Düsseldorf (dpa/lnw) - In mehreren NRW-Städten hat es trotz der Corona-Krise Kundgebungen zum 1. Mai gegeben. Für die auf kleine Gruppen zwischen 20 und 100 Menschen beschränkten Veranstaltungen hatten die Kommunen strenge Abstands- und Hygieneauflagen erteilt. Unter anderem gab es Kundgebungen in Köln und Dortmund, die nach Polizeiangaben friedlich geblieben seien. Gleichwohl wurde der Tag der Arbeit, der in diesem Jahr unter dem Motto «solidarisch ist man nicht alleine» stand, eher zu einem digitalen Fest. Dazu trugen Online-Mitmachaktionen wie eigene Videos, Poetry Slam-Beiträge und Musikstücke bei.

Freitag, 01.05.2020, 15:53 Uhr aktualisiert: 01.05.2020, 16:02 Uhr
Armin Laschet (CDU) gestikuliert. Foto: Federico Gambarini

Anja Weber, Vorsitzende des DGB NRW, verwies auf die starke Solidarität in der Gesellschaft, brachte aber ihre Sorge um die Zukunft zum Ausdruck.

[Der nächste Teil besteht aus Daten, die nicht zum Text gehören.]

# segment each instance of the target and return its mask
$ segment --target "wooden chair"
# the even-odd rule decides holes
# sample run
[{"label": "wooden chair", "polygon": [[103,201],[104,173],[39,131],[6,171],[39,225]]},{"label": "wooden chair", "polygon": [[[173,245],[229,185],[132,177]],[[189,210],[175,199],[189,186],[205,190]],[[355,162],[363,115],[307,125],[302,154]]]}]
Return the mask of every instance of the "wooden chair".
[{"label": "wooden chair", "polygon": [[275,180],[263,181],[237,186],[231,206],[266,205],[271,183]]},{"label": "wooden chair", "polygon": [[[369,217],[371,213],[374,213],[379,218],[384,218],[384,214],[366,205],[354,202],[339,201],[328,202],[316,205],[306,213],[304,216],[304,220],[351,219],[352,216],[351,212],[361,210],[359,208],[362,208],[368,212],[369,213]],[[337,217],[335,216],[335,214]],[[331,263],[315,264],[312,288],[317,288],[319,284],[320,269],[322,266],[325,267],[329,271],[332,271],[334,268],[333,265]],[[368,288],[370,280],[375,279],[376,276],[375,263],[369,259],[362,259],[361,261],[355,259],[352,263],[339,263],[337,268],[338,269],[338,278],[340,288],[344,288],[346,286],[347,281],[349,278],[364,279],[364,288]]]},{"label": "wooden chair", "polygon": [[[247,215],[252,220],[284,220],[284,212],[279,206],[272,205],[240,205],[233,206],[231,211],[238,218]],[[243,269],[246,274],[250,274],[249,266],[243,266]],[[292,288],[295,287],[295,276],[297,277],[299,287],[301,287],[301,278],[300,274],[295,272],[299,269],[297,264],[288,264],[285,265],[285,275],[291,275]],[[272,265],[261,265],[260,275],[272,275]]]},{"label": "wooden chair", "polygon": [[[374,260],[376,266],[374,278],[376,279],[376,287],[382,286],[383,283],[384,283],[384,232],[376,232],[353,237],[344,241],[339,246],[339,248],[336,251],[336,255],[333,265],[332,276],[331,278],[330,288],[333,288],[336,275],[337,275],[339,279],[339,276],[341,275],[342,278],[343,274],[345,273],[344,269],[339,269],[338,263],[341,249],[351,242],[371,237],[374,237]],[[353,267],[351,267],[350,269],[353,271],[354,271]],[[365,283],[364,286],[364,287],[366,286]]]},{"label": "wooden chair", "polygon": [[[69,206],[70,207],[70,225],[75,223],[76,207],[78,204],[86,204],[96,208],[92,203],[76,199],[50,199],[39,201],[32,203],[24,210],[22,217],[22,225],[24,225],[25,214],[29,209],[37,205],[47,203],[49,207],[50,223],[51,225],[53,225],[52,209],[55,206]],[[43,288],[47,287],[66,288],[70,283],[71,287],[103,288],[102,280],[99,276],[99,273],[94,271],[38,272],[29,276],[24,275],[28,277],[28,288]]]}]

So verschärfe die Krise «bestehende soziale Ungleichheiten»: «Hier muss Politik jetzt Vertrauen schaffen, aus den Fehlern der Vergangenheit lernen und konsequenter sozialen und ökologischen Fortschritt vorantreiben», sagte Weber.

In einem Grußwort nahm auch NRW-Ministerpräsident Armin Laschet Stellung. «Bisher hieß es: Raus zum 1. Mai. Doch in diesem Jahr ist alles anders. Die Corona-Pandemie hat unser aller Leben verändert. Die Menschen müssen jetzt Abstand zueinander halten und zugleich müssen sie zusammenhalten. Uns fällt das nicht schwer. Denn dieser Zusammenhalt ist unsere große Stärke in Nordrhein-Westfalen.»

Der CDU-Politiker versprach Hilfe: «Ich denke da nicht nur heute an die vielen Arbeitnehmerinnen und Arbeitnehmer, die um ihren Arbeitsplatz fürchten, die in der Kurzarbeit sind und die um die Zukunft ihrer Familien und ihrer Kinder bangen. Sie haben viel zu verlieren. Aber sie dürfen nicht die Verlierer dieser Krise sein.»